# Feedback on manually implemented hierarchical softmax

I manually implemented the hierarchical softmax, since I did not find its implementation. I implemented my model as follows. The model is simple word2vec model, but instead of using negative sampling, I want to use hierarchical softmax. In hierarchical softmax, there is no output word representations like the ones used in vanila softmax, or negative sampling. In hierarchical softmax, we have a target word, and a binary tree with each leaf node corresponding to words in the vocabulary. I have one question and wanted feedback on the correctness of my approach. Thank you in advance. Following snippet correspond to implementation of binary tree for hierarchical softmax. I use huffman tree as a binary tree for softmax.

``````import numpy as np
import torch.nn as nn
import torch
import heapq

class Node:
def __init__(self, token, freq):
self.token = token
self.freq = freq
self.left = None
self.right = None

def __lt__(self, other):
return self.freq < other.freq

def __gt__(self, other):
return self.freq > other.freq

def __eq__(self, other):
if(other == None):
return False
if(not isinstance(other, Node)):
return False
return self.freq == other.freq

class HuffmanTree:
def __init__(self):
self.heap = []
self.codes = {}
self.reverse_mapping = {}
self.root = None

def make_heap(self, frequency):
for key in frequency:
node = Node(key, frequency[key])
heapq.heappush(self.heap, node)

def merge_nodes(self):
while(len(self.heap)>1):
node1 = heapq.heappop(self.heap)
node2 = heapq.heappop(self.heap)

merged = Node(None, node1.freq + node2.freq)
merged.left = node1
merged.right = node2
heapq.heappush(self.heap, merged)

def make_codes_helper(self, root, current_code):
if(root==None):
return
if(root.token != None):
self.codes[root.token] = current_code
self.reverse_mapping[current_code] = root.token
return

self.make_codes_helper(root.left, current_code + "0")
self.make_codes_helper(root.right, current_code + "1")

def make_codes(self):
root = heapq.heappop(self.heap)
self.root = root
current_code = ""
self.make_codes_helper(root, current_code)
``````

Above snippet is to construct the binary hauffman tree for softmax.
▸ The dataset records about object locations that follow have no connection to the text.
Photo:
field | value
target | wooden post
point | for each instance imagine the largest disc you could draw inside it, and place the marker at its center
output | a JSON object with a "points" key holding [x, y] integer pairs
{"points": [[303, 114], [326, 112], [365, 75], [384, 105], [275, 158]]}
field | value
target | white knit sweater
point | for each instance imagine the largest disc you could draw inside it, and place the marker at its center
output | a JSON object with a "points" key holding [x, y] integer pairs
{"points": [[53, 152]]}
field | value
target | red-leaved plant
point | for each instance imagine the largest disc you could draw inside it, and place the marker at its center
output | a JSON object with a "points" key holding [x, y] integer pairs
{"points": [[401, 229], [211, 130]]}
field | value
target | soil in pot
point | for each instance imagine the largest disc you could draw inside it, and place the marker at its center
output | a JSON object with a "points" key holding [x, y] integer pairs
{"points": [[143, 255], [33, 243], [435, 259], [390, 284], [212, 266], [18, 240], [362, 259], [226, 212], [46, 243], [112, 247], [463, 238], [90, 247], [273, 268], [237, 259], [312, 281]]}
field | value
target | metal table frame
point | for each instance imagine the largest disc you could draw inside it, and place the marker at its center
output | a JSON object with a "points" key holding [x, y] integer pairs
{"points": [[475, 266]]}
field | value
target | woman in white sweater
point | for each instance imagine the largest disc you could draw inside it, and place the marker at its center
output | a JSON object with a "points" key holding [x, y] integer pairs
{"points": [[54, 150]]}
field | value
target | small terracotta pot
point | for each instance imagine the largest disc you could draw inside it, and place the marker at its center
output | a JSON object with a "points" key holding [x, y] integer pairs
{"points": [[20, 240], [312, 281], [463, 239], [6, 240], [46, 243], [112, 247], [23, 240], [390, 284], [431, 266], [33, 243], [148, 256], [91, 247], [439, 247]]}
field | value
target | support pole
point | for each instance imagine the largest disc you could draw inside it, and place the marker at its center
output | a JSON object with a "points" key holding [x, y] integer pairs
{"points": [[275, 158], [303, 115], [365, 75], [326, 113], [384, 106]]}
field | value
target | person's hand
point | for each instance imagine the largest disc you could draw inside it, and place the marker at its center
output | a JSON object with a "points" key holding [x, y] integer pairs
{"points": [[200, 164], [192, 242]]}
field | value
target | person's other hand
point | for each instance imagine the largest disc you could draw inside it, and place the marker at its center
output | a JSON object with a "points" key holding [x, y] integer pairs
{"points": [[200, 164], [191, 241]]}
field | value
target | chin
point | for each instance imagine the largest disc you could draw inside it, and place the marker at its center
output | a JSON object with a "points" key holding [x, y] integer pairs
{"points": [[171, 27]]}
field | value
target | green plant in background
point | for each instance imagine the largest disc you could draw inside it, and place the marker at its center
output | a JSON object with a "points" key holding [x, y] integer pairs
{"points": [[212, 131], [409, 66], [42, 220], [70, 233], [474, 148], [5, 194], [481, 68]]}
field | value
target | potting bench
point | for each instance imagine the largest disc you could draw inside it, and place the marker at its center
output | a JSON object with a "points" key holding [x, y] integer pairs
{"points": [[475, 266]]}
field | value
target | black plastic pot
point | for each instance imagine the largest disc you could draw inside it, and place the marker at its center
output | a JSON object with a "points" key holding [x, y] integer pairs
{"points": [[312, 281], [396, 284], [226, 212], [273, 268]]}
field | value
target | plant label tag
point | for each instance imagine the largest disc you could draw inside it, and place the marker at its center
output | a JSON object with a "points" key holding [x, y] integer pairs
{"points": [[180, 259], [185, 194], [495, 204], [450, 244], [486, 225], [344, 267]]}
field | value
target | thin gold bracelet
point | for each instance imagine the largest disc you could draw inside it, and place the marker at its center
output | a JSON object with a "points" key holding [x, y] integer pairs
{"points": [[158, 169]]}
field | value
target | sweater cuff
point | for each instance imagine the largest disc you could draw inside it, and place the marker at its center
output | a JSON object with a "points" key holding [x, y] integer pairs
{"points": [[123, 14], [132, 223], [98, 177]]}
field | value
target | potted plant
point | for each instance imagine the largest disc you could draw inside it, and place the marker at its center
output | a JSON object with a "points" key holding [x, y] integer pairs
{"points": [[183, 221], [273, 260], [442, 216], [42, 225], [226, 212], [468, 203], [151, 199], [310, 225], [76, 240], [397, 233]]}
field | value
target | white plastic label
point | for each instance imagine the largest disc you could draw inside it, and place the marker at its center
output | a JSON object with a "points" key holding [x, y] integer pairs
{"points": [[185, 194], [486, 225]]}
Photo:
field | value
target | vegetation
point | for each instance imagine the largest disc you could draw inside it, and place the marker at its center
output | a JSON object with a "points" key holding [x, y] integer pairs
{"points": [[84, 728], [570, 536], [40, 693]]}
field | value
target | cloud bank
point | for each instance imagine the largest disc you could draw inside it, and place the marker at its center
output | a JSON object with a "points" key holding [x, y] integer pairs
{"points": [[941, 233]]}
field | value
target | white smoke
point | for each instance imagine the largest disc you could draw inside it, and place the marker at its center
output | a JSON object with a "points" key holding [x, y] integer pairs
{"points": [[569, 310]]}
Then I initialise the leaves of the binary tree as words in my vocabulary as follows.

``````import pickle

# d1 is a dictionary with tokens as keys and their frequencies as values
d1 = {k:v for k,v in sorted(d.items(), key=lambda x: x[1], reverse=True)}

# ht corresponds to one instance of a huffman tree for softmax
ht = HuffmanTree()
ht.make_heap(d1)
ht.merge_nodes()
ht.make_codes()
``````

Now I define the calculation of loss function for hierarchical softmax as follows :

``````def cal_loss(h, target):
path_to_word = ht.codes[target]
root=ht.root
for i in path_to_word:
if(i=='0'):
loss = loss +  torch.log(torch.sigmoid(torch.dot(root.vec, h)))
root = root.left
else:
loss = loss +  torch.log(torch.sigmoid(-1*torch.dot(root.vec, h)))
root = root.right
loss = loss*-1
return loss
``````

And I define my word2vec model class as follows :

``````vocab_size=30000
class Word2Vec(nn.Module):
def __init__(self):
super().__init__()
self.embedding_layer = nn.Linear(vocab_size, 300, bias=False)

def forward(self, inp):
hidd = self.embedding_layer(inp)
return hidd

model = Word2Vec()

optimizer = torch.optim.SGD(model.parameters(), lr=1e-4, momentum=0.9)
for word, target in tranning_set:
hidd = model(word)
loss = cal_loss(hidd, target)
loss.backward()
optimizer.step()
(1) As we can see, I’ve added `model.parameters()` in the optimizer I defined. I doubt that this just includes the parameters of the model defined in Word2Vec class. How do I ensure that the parameters corresponding to the binary tree built for softmax approximation also get updated. I know that we can easily get the model parameters using model.parameters(), but for the binary tree class I implemented, we can not do anything like that. How do I ensure that my model updates all the parameters in the huffman tree as well during the training.